Mas o que o britânico mostra agora no Palazzo Grassi e na Punta della Dogana, os dois museus do magnata François Pinault em Veneza, ultrapassa todos os limites.

No átrio monumental do primeiro endereço, Hirst plantou a estátua de um homem de três andares de altura -seria uma escultura milenar resgatada do fundo do mar, destroçada e coberta de cracas.

Andrea Merola /Ansa
Hydra and Kali', escultura de Damien Hirst, na Punta della Dogana, em Veneza
'Hydra and Kali', escultura de Damien Hirst, na Punta della Dogana, em Veneza

Sua ruína fake reduz espectadores a anões embasbacados a orbitar algo que poderia ter saído de um desfile de escola de samba.

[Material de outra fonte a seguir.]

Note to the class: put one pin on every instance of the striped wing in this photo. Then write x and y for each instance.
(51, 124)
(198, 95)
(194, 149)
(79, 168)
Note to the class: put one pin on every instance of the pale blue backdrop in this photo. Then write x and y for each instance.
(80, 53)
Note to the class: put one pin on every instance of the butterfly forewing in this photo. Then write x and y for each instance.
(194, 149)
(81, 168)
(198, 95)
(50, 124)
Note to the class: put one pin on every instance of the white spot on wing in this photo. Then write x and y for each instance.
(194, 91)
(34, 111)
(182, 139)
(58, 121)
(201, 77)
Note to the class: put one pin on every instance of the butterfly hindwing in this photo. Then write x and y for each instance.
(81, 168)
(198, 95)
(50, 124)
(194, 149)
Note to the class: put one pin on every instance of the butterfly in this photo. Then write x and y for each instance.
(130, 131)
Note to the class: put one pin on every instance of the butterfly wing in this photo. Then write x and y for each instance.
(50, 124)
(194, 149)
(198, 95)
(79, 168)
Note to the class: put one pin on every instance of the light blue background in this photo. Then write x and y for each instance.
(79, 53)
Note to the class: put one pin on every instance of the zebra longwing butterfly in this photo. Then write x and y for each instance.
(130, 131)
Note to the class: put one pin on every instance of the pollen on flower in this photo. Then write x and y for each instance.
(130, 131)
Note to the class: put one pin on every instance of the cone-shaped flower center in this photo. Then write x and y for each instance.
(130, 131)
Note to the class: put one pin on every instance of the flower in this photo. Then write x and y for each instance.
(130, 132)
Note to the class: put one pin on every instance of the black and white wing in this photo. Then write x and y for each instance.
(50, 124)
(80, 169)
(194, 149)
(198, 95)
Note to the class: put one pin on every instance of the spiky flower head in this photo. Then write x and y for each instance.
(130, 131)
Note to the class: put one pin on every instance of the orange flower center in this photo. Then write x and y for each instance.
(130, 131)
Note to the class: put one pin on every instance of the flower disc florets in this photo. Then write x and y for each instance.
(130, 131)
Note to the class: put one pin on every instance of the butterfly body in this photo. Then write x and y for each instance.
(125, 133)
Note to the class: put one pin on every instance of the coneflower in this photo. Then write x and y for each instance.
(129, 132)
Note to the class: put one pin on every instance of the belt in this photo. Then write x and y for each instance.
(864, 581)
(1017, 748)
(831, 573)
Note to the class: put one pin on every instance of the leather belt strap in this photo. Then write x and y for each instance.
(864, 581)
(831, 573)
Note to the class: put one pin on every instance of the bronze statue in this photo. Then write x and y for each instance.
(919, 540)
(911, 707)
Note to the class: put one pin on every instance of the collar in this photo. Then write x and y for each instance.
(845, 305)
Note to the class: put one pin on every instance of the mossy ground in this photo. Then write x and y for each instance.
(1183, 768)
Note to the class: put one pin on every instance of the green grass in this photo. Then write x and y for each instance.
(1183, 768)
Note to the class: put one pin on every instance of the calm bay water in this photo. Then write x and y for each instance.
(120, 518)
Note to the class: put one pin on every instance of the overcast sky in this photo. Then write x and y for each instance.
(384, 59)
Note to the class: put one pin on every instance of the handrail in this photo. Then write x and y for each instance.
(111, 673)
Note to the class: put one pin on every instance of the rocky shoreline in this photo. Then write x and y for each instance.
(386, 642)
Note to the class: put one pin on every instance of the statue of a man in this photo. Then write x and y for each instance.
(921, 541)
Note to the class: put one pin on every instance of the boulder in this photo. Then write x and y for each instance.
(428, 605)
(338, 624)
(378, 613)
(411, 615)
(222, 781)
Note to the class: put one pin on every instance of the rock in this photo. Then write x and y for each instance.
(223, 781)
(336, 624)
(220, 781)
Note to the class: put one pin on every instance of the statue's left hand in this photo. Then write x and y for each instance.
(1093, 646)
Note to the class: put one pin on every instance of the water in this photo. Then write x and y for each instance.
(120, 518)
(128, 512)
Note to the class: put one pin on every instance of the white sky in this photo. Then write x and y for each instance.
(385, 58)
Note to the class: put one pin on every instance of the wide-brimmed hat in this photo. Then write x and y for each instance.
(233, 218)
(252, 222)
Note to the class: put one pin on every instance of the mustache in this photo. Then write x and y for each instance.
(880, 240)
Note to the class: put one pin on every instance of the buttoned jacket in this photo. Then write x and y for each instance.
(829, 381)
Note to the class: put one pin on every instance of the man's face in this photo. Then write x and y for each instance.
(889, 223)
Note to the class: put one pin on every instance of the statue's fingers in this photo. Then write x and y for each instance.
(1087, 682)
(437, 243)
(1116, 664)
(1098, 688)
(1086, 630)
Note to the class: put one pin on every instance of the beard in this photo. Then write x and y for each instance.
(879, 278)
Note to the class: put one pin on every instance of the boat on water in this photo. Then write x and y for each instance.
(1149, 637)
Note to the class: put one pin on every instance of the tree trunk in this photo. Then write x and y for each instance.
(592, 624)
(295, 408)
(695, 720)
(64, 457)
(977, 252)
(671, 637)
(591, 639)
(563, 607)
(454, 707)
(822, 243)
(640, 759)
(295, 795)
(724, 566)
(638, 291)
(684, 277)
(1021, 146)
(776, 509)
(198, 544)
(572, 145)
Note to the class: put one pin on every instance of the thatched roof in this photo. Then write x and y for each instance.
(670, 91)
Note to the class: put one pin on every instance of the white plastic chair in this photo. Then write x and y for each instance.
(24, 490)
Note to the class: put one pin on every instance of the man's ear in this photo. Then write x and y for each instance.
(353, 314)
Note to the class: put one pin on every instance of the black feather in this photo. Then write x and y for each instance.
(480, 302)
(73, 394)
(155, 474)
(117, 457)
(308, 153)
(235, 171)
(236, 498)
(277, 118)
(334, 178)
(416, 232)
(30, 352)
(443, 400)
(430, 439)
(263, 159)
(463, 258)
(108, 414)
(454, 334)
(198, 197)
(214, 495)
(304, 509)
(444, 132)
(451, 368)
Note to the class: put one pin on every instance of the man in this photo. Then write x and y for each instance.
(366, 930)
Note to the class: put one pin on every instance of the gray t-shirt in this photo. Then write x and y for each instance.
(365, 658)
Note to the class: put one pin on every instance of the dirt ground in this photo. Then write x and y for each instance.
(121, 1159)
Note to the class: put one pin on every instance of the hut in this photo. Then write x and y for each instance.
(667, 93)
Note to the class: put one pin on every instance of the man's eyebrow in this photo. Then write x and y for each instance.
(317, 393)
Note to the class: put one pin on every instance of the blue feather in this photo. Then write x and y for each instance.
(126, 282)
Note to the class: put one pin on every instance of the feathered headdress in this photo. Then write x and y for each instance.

Mas, no lugar de isopor e compensado, o artista usou toneladas de resina, bronze, ouro, cobre e outros materiais caros para moldar uma fantasia distópica.

Na sequência, há esculturas enormes de monstros marinhos, bustos de faraós e também pequenas relíquias douradas, forjadas para lembrar joias descobertas ao acaso.

O pano de fundo -fictício- por trás da mostra é a história de um naufrágio. Um colecionador da Antiguidade teria tentado levar seus tesouros acumulados em vida a um templo ainda mais suntuoso, mas seu barco afundou no meio do caminho. Séculos depois, Hirst viria a encontrar o que sobrou de tudo aquilo.

Miguel Medina/AFP
Demon with Bowl', escultura de Damien Hirst, no Palazzo Grassi, em Veneza
'Demon with Bowl', escultura de Damien Hirst, no Palazzo Grassi, em Veneza

Uma leitura rasa enxergaria na alegoria de Hirst um ataque a seu mecenas, o francês que também comprou dois palácios na cidade dos canais para ostentar os seus tesouros da arte contemporânea.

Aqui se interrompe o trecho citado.